[rllib] Improve error message for bad envs, add remote env docs (#4044)

* commit * fix up rew
2026-07-04 10:29:45 +08:00 · 2019-02-18 01:28:19 -08:00
parent b78d77257b
commit f8bef004da
2 changed files with 12 additions and 2 deletions
@@ -115,6 +115,8 @@ Vectorized

 RLlib will auto-vectorize Gym envs for batch evaluation if the ``num_envs_per_worker`` config is set, or you can define a custom environment class that subclasses `VectorEnv <https://github.com/ray-project/ray/blob/master/python/ray/rllib/env/vector_env.py>`__ to implement ``vector_step()`` and ``vector_reset()``.
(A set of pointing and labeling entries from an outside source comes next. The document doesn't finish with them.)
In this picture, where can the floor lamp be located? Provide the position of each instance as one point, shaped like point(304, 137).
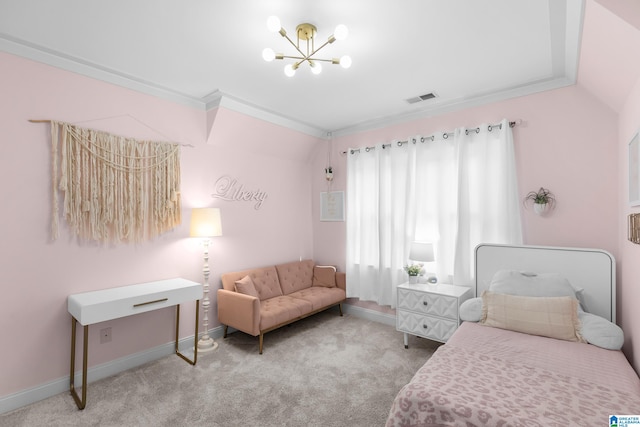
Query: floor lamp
point(206, 223)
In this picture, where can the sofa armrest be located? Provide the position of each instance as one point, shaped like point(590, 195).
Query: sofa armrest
point(239, 311)
point(341, 280)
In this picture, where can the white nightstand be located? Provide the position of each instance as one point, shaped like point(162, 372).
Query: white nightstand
point(429, 311)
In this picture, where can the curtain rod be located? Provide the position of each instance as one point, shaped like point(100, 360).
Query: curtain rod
point(445, 135)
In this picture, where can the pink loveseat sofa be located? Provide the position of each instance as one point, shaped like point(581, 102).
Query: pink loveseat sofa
point(260, 300)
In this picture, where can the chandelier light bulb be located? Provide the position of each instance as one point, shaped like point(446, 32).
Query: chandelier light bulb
point(268, 54)
point(341, 32)
point(289, 71)
point(273, 24)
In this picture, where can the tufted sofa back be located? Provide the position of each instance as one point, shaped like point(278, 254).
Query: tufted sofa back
point(276, 280)
point(295, 276)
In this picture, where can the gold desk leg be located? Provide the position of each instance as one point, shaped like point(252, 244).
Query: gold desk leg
point(195, 340)
point(81, 403)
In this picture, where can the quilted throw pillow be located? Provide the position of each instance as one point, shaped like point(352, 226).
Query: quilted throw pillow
point(553, 317)
point(246, 286)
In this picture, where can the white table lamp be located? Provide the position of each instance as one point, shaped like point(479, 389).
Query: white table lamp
point(206, 223)
point(423, 252)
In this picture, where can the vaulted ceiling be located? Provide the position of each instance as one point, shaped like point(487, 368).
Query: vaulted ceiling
point(207, 53)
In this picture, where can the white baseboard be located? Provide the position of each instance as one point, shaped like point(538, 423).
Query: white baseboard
point(61, 385)
point(98, 372)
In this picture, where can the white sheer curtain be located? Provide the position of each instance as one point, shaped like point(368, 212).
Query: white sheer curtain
point(456, 190)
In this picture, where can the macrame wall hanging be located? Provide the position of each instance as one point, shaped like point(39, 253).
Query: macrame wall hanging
point(115, 189)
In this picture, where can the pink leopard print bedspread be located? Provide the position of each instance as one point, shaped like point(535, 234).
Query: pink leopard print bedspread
point(491, 377)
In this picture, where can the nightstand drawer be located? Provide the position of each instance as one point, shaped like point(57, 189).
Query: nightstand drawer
point(427, 303)
point(429, 327)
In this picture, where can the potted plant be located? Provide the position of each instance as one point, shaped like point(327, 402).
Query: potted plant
point(413, 270)
point(541, 199)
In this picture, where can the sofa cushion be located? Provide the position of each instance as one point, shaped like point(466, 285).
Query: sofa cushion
point(246, 286)
point(282, 309)
point(319, 296)
point(295, 276)
point(266, 282)
point(324, 275)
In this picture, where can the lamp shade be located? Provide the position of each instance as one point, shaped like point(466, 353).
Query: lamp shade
point(421, 251)
point(205, 222)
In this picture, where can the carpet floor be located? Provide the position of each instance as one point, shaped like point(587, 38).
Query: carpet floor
point(324, 370)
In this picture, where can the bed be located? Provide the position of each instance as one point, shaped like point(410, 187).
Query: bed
point(498, 376)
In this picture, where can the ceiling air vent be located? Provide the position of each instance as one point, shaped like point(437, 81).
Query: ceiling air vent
point(421, 98)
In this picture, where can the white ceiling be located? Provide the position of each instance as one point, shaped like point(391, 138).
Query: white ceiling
point(207, 53)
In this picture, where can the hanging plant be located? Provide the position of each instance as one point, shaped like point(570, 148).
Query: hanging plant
point(541, 199)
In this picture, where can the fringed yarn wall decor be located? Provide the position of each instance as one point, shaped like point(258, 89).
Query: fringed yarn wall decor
point(115, 189)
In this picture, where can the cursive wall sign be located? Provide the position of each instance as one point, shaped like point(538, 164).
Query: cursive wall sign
point(227, 188)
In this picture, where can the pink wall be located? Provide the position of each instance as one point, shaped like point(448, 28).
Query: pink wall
point(629, 253)
point(37, 274)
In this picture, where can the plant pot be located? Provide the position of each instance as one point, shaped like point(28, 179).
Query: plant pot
point(540, 208)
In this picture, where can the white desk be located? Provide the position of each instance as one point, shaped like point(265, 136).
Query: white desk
point(108, 304)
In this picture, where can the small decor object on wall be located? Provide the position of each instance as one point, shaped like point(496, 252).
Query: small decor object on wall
point(542, 200)
point(328, 173)
point(228, 188)
point(332, 206)
point(634, 170)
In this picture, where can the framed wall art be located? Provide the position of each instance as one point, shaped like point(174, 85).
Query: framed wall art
point(332, 206)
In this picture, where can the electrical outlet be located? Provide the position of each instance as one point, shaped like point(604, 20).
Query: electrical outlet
point(105, 335)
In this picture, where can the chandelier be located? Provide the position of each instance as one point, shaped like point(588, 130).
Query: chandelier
point(305, 33)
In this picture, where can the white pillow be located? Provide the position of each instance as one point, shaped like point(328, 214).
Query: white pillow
point(471, 310)
point(526, 284)
point(553, 317)
point(600, 332)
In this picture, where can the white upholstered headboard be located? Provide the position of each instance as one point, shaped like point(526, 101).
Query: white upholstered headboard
point(593, 270)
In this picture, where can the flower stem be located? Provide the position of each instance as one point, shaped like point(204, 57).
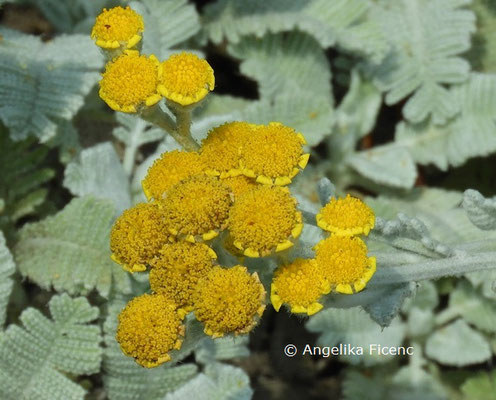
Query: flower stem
point(458, 264)
point(179, 132)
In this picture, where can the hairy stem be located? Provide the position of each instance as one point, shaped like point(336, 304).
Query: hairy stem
point(434, 269)
point(159, 118)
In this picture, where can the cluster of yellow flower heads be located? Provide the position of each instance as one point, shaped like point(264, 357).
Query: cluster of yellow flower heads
point(132, 81)
point(341, 263)
point(232, 192)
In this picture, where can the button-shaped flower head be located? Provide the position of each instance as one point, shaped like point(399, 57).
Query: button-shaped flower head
point(344, 263)
point(171, 168)
point(300, 286)
point(117, 27)
point(240, 184)
point(178, 268)
point(150, 326)
point(273, 154)
point(137, 236)
point(229, 301)
point(347, 217)
point(197, 207)
point(263, 220)
point(130, 82)
point(186, 79)
point(221, 149)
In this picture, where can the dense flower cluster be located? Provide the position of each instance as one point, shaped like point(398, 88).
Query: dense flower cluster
point(132, 81)
point(341, 263)
point(231, 193)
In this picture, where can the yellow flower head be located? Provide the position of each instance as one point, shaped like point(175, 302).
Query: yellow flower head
point(130, 82)
point(178, 268)
point(197, 206)
point(240, 184)
point(229, 301)
point(185, 78)
point(221, 149)
point(300, 286)
point(348, 217)
point(137, 236)
point(117, 27)
point(149, 327)
point(343, 262)
point(273, 154)
point(263, 220)
point(171, 168)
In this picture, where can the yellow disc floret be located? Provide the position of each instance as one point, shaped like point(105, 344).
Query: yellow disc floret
point(273, 154)
point(344, 263)
point(300, 286)
point(169, 169)
point(197, 206)
point(229, 301)
point(221, 149)
point(349, 216)
point(137, 236)
point(178, 268)
point(263, 220)
point(185, 78)
point(117, 27)
point(150, 326)
point(240, 184)
point(130, 82)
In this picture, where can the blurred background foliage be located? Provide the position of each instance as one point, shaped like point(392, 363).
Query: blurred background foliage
point(397, 100)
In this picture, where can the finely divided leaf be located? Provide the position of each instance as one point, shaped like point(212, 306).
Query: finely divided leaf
point(289, 63)
point(70, 250)
point(389, 165)
point(458, 345)
point(7, 268)
point(427, 37)
point(219, 381)
point(481, 211)
point(354, 327)
point(44, 82)
point(99, 172)
point(34, 360)
point(167, 23)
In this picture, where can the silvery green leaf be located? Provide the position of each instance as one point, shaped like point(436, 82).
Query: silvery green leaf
point(70, 250)
point(427, 38)
point(134, 132)
point(354, 327)
point(472, 133)
point(126, 380)
point(218, 381)
point(7, 268)
point(420, 322)
point(457, 345)
point(357, 112)
point(311, 115)
point(301, 64)
point(388, 164)
point(482, 54)
point(44, 82)
point(45, 350)
point(168, 144)
point(222, 349)
point(387, 306)
point(481, 211)
point(475, 309)
point(480, 387)
point(342, 22)
point(98, 172)
point(168, 23)
point(425, 298)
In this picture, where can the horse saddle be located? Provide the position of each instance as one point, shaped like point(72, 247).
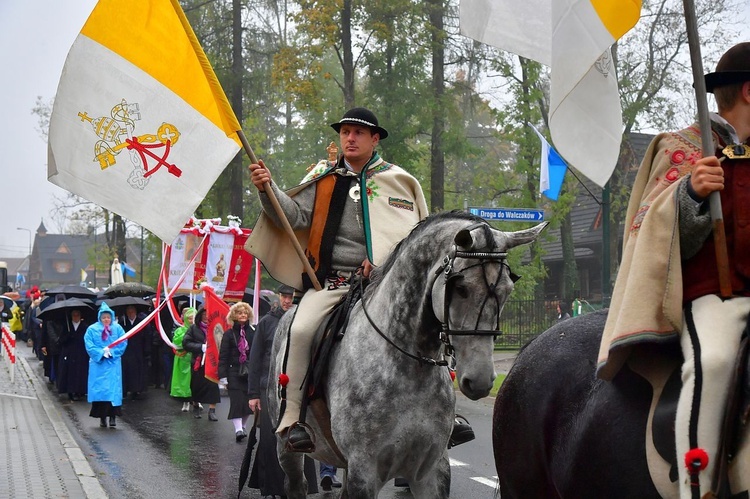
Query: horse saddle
point(737, 412)
point(330, 332)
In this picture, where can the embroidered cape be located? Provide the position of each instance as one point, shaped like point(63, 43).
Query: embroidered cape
point(647, 300)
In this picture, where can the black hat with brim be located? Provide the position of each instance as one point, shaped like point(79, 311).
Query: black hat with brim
point(733, 67)
point(362, 117)
point(724, 78)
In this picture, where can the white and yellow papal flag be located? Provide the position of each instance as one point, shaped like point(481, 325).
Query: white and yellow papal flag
point(573, 38)
point(140, 124)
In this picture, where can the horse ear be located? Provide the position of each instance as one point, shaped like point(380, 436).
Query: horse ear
point(463, 239)
point(525, 236)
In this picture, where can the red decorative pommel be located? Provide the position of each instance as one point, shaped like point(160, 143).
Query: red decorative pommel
point(678, 157)
point(696, 460)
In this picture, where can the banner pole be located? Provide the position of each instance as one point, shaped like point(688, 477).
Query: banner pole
point(707, 146)
point(280, 213)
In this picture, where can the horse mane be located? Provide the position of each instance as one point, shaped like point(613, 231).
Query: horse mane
point(422, 226)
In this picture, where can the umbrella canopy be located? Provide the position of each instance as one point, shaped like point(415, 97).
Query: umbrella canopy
point(62, 308)
point(116, 273)
point(120, 303)
point(72, 291)
point(129, 289)
point(6, 303)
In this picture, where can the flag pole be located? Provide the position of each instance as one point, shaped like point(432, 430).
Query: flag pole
point(707, 146)
point(280, 213)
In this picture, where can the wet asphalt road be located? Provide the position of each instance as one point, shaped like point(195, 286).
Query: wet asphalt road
point(159, 452)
+Note that auto-vectorization only applies to policy inference by default. This means that policy inference will be batched, but your envs will still be stepped one at a time. If you would like your envs to be stepped in parallel, you can set ``"remote_worker_envs": True``. This will create env instances in Ray actors and step them in parallel. These remote processes introduce communication overheads, so this only helps if your env is very expensive to step.
+
 Multi-Agent and Hierarchical
 ----------------------------

@@ -3,6 +3,7 @@ from __future__ import division
 from __future__ import print_function

 import logging
+import numpy as np

 import ray
 from ray.rllib.utils.annotations import override, PublicAPI
@@ -111,9 +112,16 @@ class _VectorizedGymEnv(VectorEnv):
    def vector_step(self, actions):
        obs_batch, rew_batch, done_batch, info_batch = [], [], [], []
        for i in range(self.num_envs):
-            obs, rew, done, info = self.envs[i].step(actions[i])
+            obs, r, done, info = self.envs[i].step(actions[i])
+            if not np.isscalar(r) or not np.isreal(r) or not np.isfinite(r):
+                raise ValueError(
+                    "Reward should be finite scalar, got {} ({})".format(
+                        r, type(r)))
+            if type(info) is not dict:
+                raise ValueError("Info should be a dict, got {} ({})".format(
+                    info, type(info)))
            obs_batch.append(obs)
-            rew_batch.append(rew)
+            rew_batch.append(r)
            done_batch.append(done)
            info_batch.append(info)
        return obs_batch, rew_batch, done_batch, info_batch